Düşünün, kazanabilecek 3 partiden 6 vekil adayımız var. Hepsi doktor, hepsi avukat. Bu yıllardır böyle oldu. Vebal yalnızca şimdilerin değil. Aslında kendilerinin de değil. Siyaseti iyi işleyemeyen parti önderlerinin ve akıl almaz yönetimlerinin, sonra durumu havale ettikleri genel merkez efendilerinin.
Bu kızgınlığım niye mi?
Bakın, ben bu ülkenin en şanslı vatandaşıyım. Zira Kırşehir'liyim. Neşet Usta'nın kalbiyim. Hani o aşkı, adaleti, yalanın çirkin bir şey olduğunu ve hayatı güzel söyleyen Neşet Usta'nın. O kuru kuruya sayıp sevdiğiniz ve andığınız. Giyinip ithal takımlarınızı, ipek kravatlarınızı kabri başında maneviyatını, manevi değeriniz çok yüksekmiş gibi, sanal sayfalarda kendinizi, onun kabriyle boy boy fotoğrafladığınız.

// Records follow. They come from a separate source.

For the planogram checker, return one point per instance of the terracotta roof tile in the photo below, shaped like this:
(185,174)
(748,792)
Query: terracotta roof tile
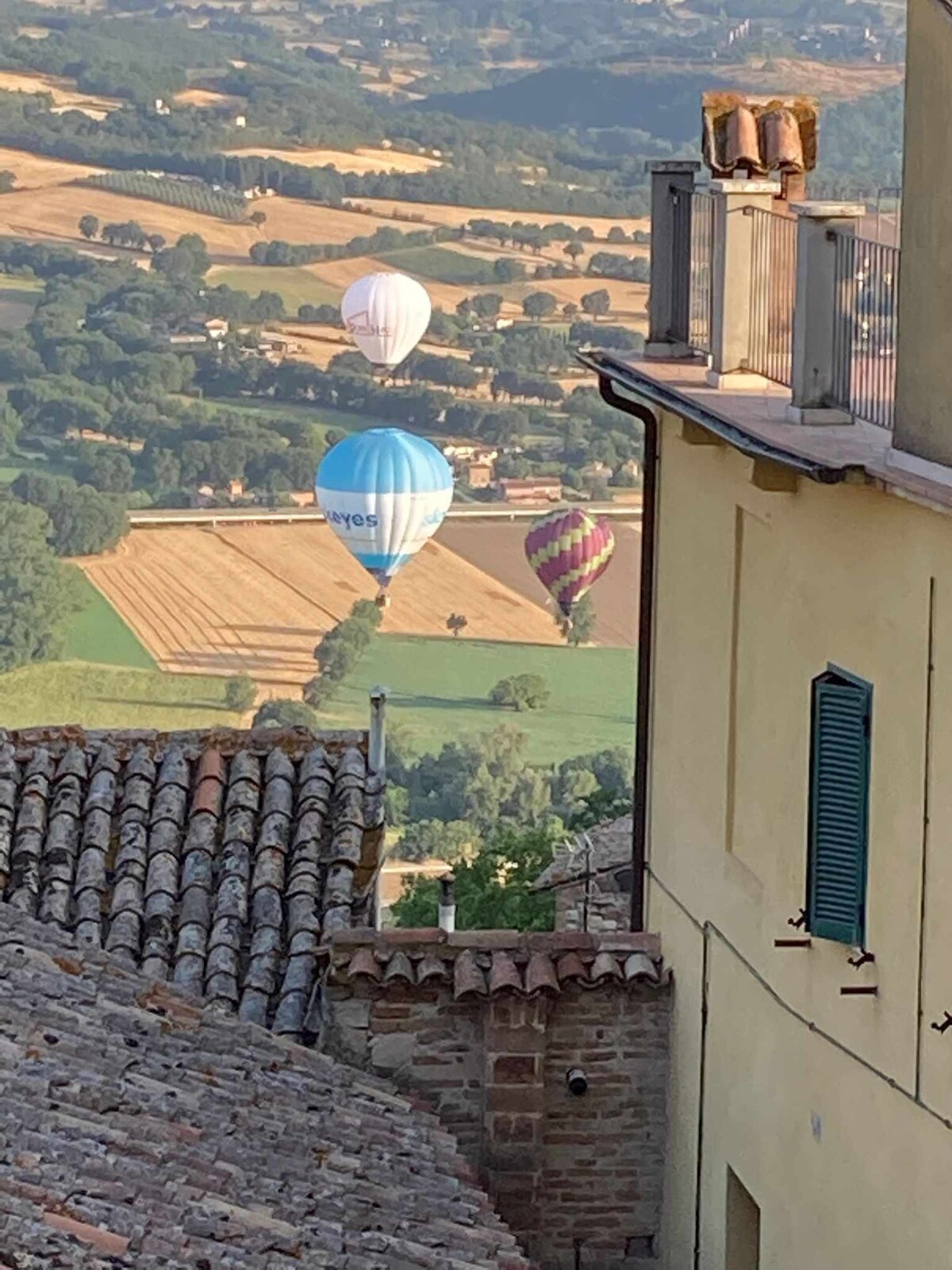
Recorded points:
(143,1132)
(758,135)
(422,958)
(205,857)
(503,973)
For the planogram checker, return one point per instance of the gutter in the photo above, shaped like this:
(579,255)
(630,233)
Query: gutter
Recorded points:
(628,376)
(647,622)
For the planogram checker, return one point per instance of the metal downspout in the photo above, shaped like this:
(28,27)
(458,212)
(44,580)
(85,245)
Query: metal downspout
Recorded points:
(647,606)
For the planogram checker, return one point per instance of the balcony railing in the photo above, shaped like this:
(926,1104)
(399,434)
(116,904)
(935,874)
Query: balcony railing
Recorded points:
(774,294)
(866,292)
(790,292)
(692,245)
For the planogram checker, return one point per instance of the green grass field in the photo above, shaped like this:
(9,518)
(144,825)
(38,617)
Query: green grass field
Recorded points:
(323,417)
(438,689)
(294,285)
(107,696)
(98,634)
(441,264)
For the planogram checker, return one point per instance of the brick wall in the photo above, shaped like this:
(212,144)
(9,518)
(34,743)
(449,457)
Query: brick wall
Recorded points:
(486,1026)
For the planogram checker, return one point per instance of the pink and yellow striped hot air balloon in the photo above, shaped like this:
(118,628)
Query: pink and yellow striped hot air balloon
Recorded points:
(569,552)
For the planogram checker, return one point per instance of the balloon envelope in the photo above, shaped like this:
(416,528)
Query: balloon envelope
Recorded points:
(384,493)
(387,315)
(569,552)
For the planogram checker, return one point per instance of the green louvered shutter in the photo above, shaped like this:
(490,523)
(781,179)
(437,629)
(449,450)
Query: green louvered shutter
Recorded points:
(839,808)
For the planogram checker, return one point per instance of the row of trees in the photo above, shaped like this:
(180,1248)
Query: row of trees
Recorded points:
(340,652)
(197,196)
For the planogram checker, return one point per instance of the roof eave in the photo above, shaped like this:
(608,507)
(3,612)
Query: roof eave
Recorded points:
(622,374)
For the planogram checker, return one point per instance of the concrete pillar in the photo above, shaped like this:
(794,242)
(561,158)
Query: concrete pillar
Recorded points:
(816,309)
(730,279)
(670,178)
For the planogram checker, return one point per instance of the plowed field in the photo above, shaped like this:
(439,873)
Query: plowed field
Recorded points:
(257,598)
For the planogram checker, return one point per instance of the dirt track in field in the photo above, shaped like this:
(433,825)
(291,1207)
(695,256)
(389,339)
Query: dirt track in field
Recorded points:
(257,598)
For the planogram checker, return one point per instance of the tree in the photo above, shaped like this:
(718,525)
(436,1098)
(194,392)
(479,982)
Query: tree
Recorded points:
(285,713)
(106,469)
(493,891)
(520,692)
(456,622)
(574,249)
(83,521)
(240,692)
(37,594)
(539,304)
(597,304)
(437,840)
(582,626)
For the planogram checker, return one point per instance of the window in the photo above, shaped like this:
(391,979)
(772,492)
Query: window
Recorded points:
(839,806)
(742,1227)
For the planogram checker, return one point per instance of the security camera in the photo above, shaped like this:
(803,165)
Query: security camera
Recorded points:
(577,1081)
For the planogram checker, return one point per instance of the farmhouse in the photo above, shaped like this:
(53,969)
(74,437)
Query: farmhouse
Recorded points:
(201,906)
(530,489)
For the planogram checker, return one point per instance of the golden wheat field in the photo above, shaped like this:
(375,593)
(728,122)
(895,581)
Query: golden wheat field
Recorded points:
(56,215)
(257,598)
(63,93)
(362,160)
(446,214)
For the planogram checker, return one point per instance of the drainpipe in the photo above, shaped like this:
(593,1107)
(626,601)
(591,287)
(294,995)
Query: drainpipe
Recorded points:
(447,903)
(647,619)
(378,741)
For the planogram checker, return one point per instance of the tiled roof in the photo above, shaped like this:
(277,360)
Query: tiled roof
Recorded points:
(217,860)
(486,963)
(137,1130)
(605,849)
(758,135)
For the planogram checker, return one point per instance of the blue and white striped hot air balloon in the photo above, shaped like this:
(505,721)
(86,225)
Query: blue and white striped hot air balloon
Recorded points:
(385,493)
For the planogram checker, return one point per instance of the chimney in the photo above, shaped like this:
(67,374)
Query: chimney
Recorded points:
(378,743)
(447,903)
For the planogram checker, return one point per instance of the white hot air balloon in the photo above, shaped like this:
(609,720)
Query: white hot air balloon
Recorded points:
(387,315)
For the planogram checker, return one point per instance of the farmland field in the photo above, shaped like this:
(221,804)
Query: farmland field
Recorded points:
(440,687)
(362,160)
(448,214)
(108,696)
(98,634)
(441,264)
(63,93)
(257,598)
(295,285)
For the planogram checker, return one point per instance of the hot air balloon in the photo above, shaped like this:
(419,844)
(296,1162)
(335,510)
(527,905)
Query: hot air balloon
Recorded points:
(384,493)
(569,552)
(387,314)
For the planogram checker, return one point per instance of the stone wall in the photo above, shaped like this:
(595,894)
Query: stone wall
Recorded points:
(486,1026)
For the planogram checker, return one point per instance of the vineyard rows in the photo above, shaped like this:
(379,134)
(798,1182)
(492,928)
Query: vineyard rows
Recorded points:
(192,194)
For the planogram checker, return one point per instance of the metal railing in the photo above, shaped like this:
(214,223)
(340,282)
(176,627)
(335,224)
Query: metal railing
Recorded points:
(681,264)
(865,321)
(774,292)
(692,247)
(701,289)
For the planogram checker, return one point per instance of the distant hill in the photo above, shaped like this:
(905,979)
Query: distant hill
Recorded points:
(664,105)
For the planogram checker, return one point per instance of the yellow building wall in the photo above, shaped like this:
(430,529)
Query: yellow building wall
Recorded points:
(924,370)
(755,595)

Oysa bu şehirde sanat ve sanatçı o kadar darbe almış ve haksızlığa uğramış ki, hala bir yerlere getirelim diyen yok. Liderin elinde zurna, ardında oynakları, kendi kendilerine bir siyaset alayı.
Oysa bu şehrin halinden en çok aç kalmışlar anlar. Şehrin duygusunu dile getirenler anlar. Yokluk ve yoksulluk görmüşler anlar. Halkın yarasını sarmışlar anlar. Halkını acısını türküleriyle çağıranlar anlar ki; bu durum Kırşehir siyasetinin topyekün yokluğudur. Neşet Usta hayatta olmasa bile varislerini temsilen bir tek sanat adamını; yüzleri, ağrıları, acıları gülsün diye, halkın gerçek temsilcileri bu şehri yönetsin diye, alıp bir tanesini ne milletvekilliğine, ne belediye meclis üyeliğine, ne il genele aday göstermezsiniz. Bakınız bir örnek: İzmir'de CHP'den roman halkını temsilen aday gösterilen Milletvekili adayı Sn. Purcu örneğine. Ne kadar halkçı ve siyasal bir tutum değil mi?
Böyle bir yoksunluğu sizlerden talep etmek ve yazmak, sizin için neyi doğrular bilmiyorum. Ama bildiğim tek bir gerçek var ki; halkın kimliğini öne çıkarmak, emin olun, adam olmayı, adam kalmayı, adam siyaseti yapma gerçeğini doğrular. Bu da gösteriyor ki, siyaset ve tarih akılcı çıkışlarla adam kalmanın izini bırakır, geçip gittiğiniz ömrün ardından.